ORIGINALLY WRITTEN BY JERRY ENGLER
Insurance costs for the City of Marion are increasing more than 3 percent, going from $96,278 in 2004 to $99,277 in 2005, the city commission learned Monday.

But the increase probably is moderate considering that blanket property coverage alone was increased $679,000 due to rising construction costs, according to Casey Case, representing Case & Son Insurance.

Case said the premium for the Butler County Community College building, which is on a separate schedule from other coverages, was at $2,564 through the city’s EMC Insurance Co. coverage.

Rates for other coverages including liability were basically flat, Case said, although auto rates actually declined $654.

Stan Thiessen of Hillsboro, a representative with the South Central Kansas Economic Development District, told commissioners he has been working with three businesses in Marion, one that wants to buy an existing business, one that wants to expand and one that would be a new business.

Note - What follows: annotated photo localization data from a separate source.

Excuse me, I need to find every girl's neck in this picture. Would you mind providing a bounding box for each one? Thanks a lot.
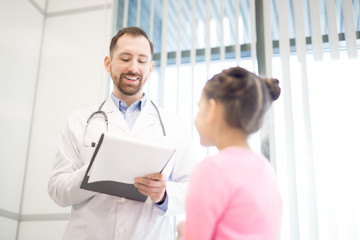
[215,127,250,151]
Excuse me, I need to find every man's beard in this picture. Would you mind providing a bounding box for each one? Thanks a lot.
[114,73,144,96]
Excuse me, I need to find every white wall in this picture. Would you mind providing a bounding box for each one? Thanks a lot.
[0,0,44,239]
[0,0,114,239]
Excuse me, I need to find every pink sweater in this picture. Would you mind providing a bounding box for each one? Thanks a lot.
[183,147,282,240]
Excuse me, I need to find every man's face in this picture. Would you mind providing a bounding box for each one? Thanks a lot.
[105,34,154,98]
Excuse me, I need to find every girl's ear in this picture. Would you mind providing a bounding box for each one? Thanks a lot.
[207,98,218,123]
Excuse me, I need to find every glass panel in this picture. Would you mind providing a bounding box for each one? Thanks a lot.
[239,0,251,44]
[146,68,160,104]
[272,49,360,239]
[210,0,221,48]
[271,0,360,43]
[139,0,151,33]
[127,0,138,27]
[196,0,206,50]
[180,0,192,52]
[166,0,179,53]
[152,0,163,54]
[163,66,178,114]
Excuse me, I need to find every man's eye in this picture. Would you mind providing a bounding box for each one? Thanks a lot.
[138,59,147,64]
[121,58,130,62]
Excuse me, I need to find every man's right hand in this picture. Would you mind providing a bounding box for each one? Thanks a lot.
[176,221,185,240]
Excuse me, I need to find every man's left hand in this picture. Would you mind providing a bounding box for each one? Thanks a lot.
[134,173,167,203]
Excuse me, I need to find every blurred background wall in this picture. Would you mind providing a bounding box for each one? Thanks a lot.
[0,0,114,239]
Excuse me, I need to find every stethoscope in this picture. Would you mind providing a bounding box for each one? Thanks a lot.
[83,99,166,147]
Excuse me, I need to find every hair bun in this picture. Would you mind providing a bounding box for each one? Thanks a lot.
[264,78,281,101]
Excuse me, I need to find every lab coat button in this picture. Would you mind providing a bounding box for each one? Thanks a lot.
[120,197,126,203]
[118,227,124,233]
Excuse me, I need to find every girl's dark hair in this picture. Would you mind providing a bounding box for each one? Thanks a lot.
[203,66,281,134]
[109,26,153,59]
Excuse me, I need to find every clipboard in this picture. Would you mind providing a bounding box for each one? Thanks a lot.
[80,133,175,202]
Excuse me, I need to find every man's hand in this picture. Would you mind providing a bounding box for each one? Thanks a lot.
[134,173,167,203]
[176,221,185,240]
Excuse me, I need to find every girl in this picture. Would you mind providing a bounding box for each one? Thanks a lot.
[179,66,282,240]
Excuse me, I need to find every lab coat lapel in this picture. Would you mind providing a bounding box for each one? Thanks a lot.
[101,97,131,135]
[131,100,159,137]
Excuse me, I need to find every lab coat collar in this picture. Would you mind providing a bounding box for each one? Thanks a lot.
[110,93,148,111]
[99,97,161,137]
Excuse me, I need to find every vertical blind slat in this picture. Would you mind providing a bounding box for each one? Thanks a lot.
[204,0,211,157]
[300,61,320,240]
[146,0,155,95]
[235,0,240,65]
[293,0,306,62]
[136,0,141,27]
[123,0,129,28]
[341,0,358,58]
[190,0,196,133]
[191,0,196,65]
[159,0,168,107]
[278,0,300,239]
[278,0,290,56]
[325,0,340,59]
[149,0,154,42]
[176,0,182,114]
[262,0,272,76]
[293,0,320,239]
[205,0,211,79]
[220,0,225,61]
[359,0,360,25]
[309,0,323,60]
[206,0,211,78]
[250,0,257,69]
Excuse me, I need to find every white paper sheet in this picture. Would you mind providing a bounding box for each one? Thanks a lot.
[87,133,175,184]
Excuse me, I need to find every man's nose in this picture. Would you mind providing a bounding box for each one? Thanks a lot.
[127,59,139,73]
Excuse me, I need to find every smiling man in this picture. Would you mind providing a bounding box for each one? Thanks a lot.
[104,28,154,102]
[48,27,198,240]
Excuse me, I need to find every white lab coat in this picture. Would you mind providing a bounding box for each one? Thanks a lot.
[48,98,198,240]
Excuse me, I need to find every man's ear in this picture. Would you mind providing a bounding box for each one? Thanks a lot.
[142,61,155,87]
[104,56,111,72]
[149,60,155,74]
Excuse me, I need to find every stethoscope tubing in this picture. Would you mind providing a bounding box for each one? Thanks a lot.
[86,98,166,137]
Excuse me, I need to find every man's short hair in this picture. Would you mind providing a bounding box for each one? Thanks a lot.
[109,26,154,59]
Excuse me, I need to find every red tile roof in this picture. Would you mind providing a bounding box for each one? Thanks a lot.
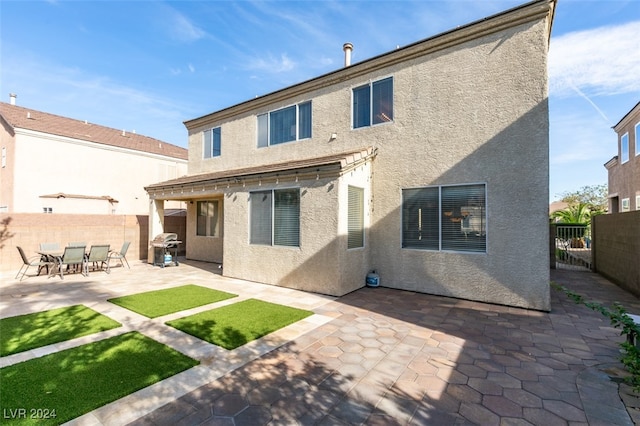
[0,102,188,160]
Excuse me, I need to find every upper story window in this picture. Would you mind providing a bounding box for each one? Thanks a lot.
[621,132,629,163]
[353,77,393,129]
[257,101,312,147]
[635,123,640,155]
[204,127,221,158]
[622,198,630,212]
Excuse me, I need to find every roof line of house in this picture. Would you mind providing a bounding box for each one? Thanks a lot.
[0,102,188,161]
[184,0,555,130]
[612,101,640,131]
[145,147,376,197]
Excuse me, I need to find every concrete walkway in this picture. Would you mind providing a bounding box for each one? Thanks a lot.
[1,260,639,425]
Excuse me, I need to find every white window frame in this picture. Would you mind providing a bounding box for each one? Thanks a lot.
[621,132,629,163]
[257,101,312,147]
[196,200,220,237]
[352,76,394,129]
[249,187,300,247]
[635,122,639,157]
[402,183,487,253]
[636,195,640,211]
[203,127,221,158]
[622,198,630,212]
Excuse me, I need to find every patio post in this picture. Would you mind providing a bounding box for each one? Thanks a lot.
[148,199,165,263]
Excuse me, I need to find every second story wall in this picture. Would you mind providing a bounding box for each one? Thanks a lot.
[610,102,640,211]
[185,6,551,186]
[11,130,187,214]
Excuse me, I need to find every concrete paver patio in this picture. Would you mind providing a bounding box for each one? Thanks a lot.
[1,259,639,425]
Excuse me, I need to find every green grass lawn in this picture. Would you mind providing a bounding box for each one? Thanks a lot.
[166,298,313,350]
[0,305,121,357]
[108,284,237,318]
[0,331,199,425]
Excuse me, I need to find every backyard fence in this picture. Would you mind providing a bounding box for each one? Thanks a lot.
[0,213,186,274]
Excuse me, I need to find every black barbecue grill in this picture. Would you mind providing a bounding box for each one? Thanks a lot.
[151,233,182,267]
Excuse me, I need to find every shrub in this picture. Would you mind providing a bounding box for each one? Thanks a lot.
[552,282,640,392]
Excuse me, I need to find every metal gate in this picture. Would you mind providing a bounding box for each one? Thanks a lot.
[552,224,592,271]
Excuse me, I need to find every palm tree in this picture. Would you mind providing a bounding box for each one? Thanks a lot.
[550,202,592,225]
[550,203,596,248]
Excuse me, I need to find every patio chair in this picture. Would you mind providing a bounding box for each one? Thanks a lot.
[108,241,130,269]
[50,246,87,279]
[84,245,110,275]
[38,242,61,269]
[16,246,53,281]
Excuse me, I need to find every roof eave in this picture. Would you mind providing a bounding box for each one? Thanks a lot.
[184,0,556,130]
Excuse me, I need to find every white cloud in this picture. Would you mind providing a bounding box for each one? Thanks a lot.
[549,21,640,97]
[165,7,206,43]
[1,51,189,145]
[246,53,296,73]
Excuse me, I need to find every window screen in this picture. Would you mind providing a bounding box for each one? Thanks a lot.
[204,127,221,158]
[250,191,273,245]
[353,77,393,128]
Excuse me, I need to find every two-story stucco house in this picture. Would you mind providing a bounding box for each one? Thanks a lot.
[0,97,188,215]
[605,101,640,213]
[146,0,556,311]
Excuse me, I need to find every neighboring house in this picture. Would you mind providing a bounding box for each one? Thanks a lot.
[146,0,556,311]
[549,201,569,220]
[0,97,188,214]
[605,101,640,213]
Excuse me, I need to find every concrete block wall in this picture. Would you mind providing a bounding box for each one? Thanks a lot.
[0,213,186,273]
[592,210,640,297]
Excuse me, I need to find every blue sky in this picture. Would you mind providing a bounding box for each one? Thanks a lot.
[1,0,639,202]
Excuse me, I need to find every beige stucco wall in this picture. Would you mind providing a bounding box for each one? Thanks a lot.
[186,196,224,263]
[218,160,371,296]
[369,22,551,310]
[0,120,16,212]
[161,3,553,310]
[6,129,187,214]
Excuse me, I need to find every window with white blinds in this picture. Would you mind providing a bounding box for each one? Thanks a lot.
[250,189,300,247]
[402,184,486,253]
[348,186,364,249]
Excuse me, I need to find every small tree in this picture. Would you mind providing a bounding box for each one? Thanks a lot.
[558,184,608,214]
[0,217,13,249]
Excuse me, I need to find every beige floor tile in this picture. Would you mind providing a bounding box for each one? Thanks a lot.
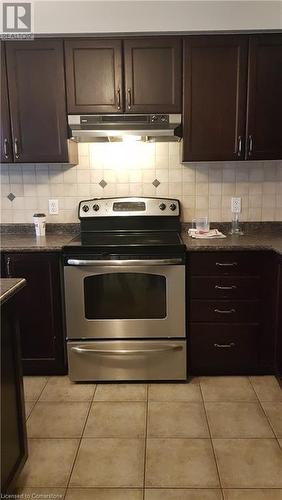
[145,489,223,499]
[223,490,282,500]
[148,383,202,402]
[262,402,282,437]
[23,376,48,401]
[188,377,201,385]
[39,376,95,402]
[14,488,65,499]
[147,401,209,437]
[84,402,146,438]
[27,402,90,438]
[250,376,282,402]
[94,384,147,401]
[145,438,219,488]
[205,402,274,438]
[25,401,36,419]
[200,377,257,402]
[70,438,145,487]
[65,489,143,500]
[17,438,79,487]
[213,438,282,488]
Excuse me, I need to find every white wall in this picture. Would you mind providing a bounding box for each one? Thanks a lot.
[34,1,282,34]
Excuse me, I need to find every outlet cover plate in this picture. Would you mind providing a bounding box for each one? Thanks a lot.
[49,199,59,215]
[231,197,241,213]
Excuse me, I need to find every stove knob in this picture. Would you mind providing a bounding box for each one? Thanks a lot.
[170,203,177,211]
[82,205,89,213]
[159,203,166,211]
[93,204,100,212]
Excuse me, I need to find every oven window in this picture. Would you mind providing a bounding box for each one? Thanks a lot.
[84,272,166,319]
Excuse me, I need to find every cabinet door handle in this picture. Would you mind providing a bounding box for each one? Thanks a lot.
[215,285,237,290]
[4,138,9,159]
[214,342,235,348]
[127,88,132,109]
[237,136,242,157]
[14,138,20,159]
[117,88,121,110]
[6,257,11,277]
[216,262,238,267]
[214,308,236,314]
[248,135,253,157]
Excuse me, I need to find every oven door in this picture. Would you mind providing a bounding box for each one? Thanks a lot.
[64,258,185,339]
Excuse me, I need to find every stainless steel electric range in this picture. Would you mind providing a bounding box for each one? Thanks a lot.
[63,197,186,382]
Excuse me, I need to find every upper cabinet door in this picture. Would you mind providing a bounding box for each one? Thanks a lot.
[65,39,123,113]
[124,37,182,113]
[6,40,68,163]
[246,35,282,160]
[183,36,248,162]
[1,44,13,163]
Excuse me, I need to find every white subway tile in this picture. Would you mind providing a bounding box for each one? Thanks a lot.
[155,169,169,183]
[77,170,91,184]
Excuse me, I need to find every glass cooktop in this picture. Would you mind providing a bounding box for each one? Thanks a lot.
[66,231,183,248]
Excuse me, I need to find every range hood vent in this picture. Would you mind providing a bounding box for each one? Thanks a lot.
[68,114,182,143]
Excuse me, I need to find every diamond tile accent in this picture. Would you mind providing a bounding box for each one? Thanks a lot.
[152,179,160,188]
[99,180,107,189]
[7,192,16,201]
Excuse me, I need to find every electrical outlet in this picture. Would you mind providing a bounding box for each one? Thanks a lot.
[49,199,59,215]
[231,197,241,213]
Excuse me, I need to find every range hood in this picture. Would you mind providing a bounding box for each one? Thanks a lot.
[68,114,182,143]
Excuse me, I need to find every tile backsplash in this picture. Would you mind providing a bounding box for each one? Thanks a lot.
[1,142,281,223]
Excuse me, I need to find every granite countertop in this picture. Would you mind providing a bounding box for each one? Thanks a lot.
[181,226,282,256]
[0,278,26,305]
[0,233,76,252]
[0,222,281,256]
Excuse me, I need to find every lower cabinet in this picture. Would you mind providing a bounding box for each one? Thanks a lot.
[1,289,27,493]
[275,256,282,380]
[2,252,66,375]
[187,251,276,375]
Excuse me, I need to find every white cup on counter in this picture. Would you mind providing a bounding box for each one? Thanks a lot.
[33,213,46,237]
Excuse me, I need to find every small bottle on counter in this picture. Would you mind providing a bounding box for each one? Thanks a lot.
[33,213,46,237]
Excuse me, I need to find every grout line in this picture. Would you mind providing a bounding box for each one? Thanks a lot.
[142,384,149,500]
[24,375,50,405]
[199,383,224,499]
[64,383,97,493]
[249,377,282,447]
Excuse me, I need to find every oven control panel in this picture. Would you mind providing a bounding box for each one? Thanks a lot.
[79,197,180,218]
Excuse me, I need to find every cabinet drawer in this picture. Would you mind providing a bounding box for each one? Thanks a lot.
[190,276,261,299]
[189,252,261,276]
[189,323,259,374]
[190,300,260,322]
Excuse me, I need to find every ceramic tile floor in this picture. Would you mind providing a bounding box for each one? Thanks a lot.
[14,375,282,500]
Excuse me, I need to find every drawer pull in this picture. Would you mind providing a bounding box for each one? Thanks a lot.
[214,342,235,348]
[215,285,237,290]
[216,262,238,267]
[214,308,236,314]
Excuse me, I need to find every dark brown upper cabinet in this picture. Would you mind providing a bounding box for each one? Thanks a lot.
[65,37,182,114]
[123,37,182,113]
[183,35,248,162]
[65,39,123,114]
[246,34,282,160]
[1,44,13,163]
[5,39,75,164]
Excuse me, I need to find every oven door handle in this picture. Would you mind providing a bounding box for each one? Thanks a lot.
[71,344,183,355]
[67,258,183,266]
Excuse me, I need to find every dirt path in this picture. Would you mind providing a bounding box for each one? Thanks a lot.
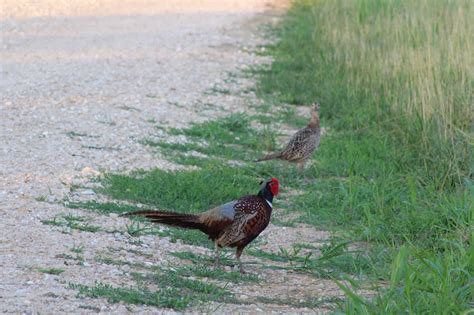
[0,1,344,313]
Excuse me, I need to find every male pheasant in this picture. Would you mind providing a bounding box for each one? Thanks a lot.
[120,178,279,273]
[256,103,321,172]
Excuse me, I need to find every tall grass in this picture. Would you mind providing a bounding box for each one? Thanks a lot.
[257,0,473,312]
[260,0,473,188]
[319,0,473,129]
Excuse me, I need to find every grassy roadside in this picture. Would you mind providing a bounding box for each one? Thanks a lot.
[60,0,473,312]
[64,107,376,310]
[256,0,473,313]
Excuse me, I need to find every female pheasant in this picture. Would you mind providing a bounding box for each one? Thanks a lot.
[256,103,321,172]
[120,178,279,273]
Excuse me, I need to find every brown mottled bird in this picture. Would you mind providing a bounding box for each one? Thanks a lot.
[120,178,279,273]
[256,103,321,172]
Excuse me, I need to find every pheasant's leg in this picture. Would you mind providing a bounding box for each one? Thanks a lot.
[236,247,246,274]
[214,240,221,269]
[297,161,306,173]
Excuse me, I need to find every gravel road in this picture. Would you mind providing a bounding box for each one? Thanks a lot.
[0,1,344,313]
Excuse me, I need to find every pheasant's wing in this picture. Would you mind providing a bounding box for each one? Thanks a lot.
[216,196,262,246]
[200,200,237,222]
[218,211,258,246]
[198,200,237,238]
[281,128,316,161]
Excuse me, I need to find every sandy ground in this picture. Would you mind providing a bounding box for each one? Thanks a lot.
[0,1,347,313]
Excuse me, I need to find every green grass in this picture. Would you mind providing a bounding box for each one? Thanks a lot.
[71,267,237,310]
[66,131,93,138]
[117,105,140,112]
[123,220,212,248]
[204,85,232,95]
[132,270,234,302]
[256,296,343,310]
[37,267,65,275]
[71,282,190,309]
[70,244,84,254]
[95,256,149,269]
[259,0,472,187]
[169,251,235,267]
[143,113,276,162]
[93,165,272,213]
[335,243,473,313]
[41,214,101,233]
[127,248,153,258]
[248,241,387,280]
[171,265,260,283]
[65,200,141,215]
[151,227,211,247]
[254,0,473,313]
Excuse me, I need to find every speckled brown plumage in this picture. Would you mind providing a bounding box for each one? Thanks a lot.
[256,103,321,171]
[120,178,279,273]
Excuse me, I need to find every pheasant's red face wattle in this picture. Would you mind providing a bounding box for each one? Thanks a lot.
[270,178,279,196]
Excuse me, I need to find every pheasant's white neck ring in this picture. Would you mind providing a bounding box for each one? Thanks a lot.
[265,199,272,208]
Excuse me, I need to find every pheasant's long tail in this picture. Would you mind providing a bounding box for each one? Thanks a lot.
[255,151,282,162]
[120,210,206,231]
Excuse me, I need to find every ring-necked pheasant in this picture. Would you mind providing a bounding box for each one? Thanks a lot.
[120,178,279,273]
[256,102,321,172]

In doing so, Thiessen said he had considered that Marion has no full-time economic director now, although City Administrator David Mayfield in part fills the role. He offered to give his advice free in a city-sponsored meeting for “other people wanting to learn how to get into business.”

Commissioner Jim Crofoot said such a meeting should have Marion Chamber of Commerce sponsorship with participation open to all Chamber members.

Commissioner Larry McLain said, “I don’t even know who you are, but I’m for anything that will bring some business to town.”

Mayfield said a meeting could be held in the city building basement with interested parties invited to attend.

Thiessen advised commissioners to return to having a full-time economic director because they won’t be able to depend on the county director that is to be hired to do everything for them.

Mayor Martin Tice signed a contract for the city with Mike Regnier, naming him fire chief to succeed Thad Meierhoff, at an annual contract fee of $3,400 to be paid bi-weekly.

Mayfield said a permit is expected soon from the Kansas Department of Health and Environment for upgrades at the water plant to meet Environmental Protection Agency guidelines with new ammonia treatment.

Marty Fredrickson, street superintendent, said equipment is in place at the water plant for installation. He added that notice will be published for the public to allow time for obtaining chemicals to protect aquarium fish from effects of the ammonia.

Mayfield said he has purchased seven silver maple trees to replace trees damaged on city property during the ice storm with three planted in Central Park, one planted at East Park, and three planted behind the police station.

Mayfield said he will attend a Basic Public Information Officers Course June 21-23 in Winfield offered through Kansas Emergency Management at no charge plus reimbursement of $59 a day for lodging.

The course, recommended through Marion County Emergency Management, would qualify Mayfield to distribute information during emergencies.

The commissioners granted Hague Quality Water of Wichita a six-month vendor’s license to sell water treatment systems.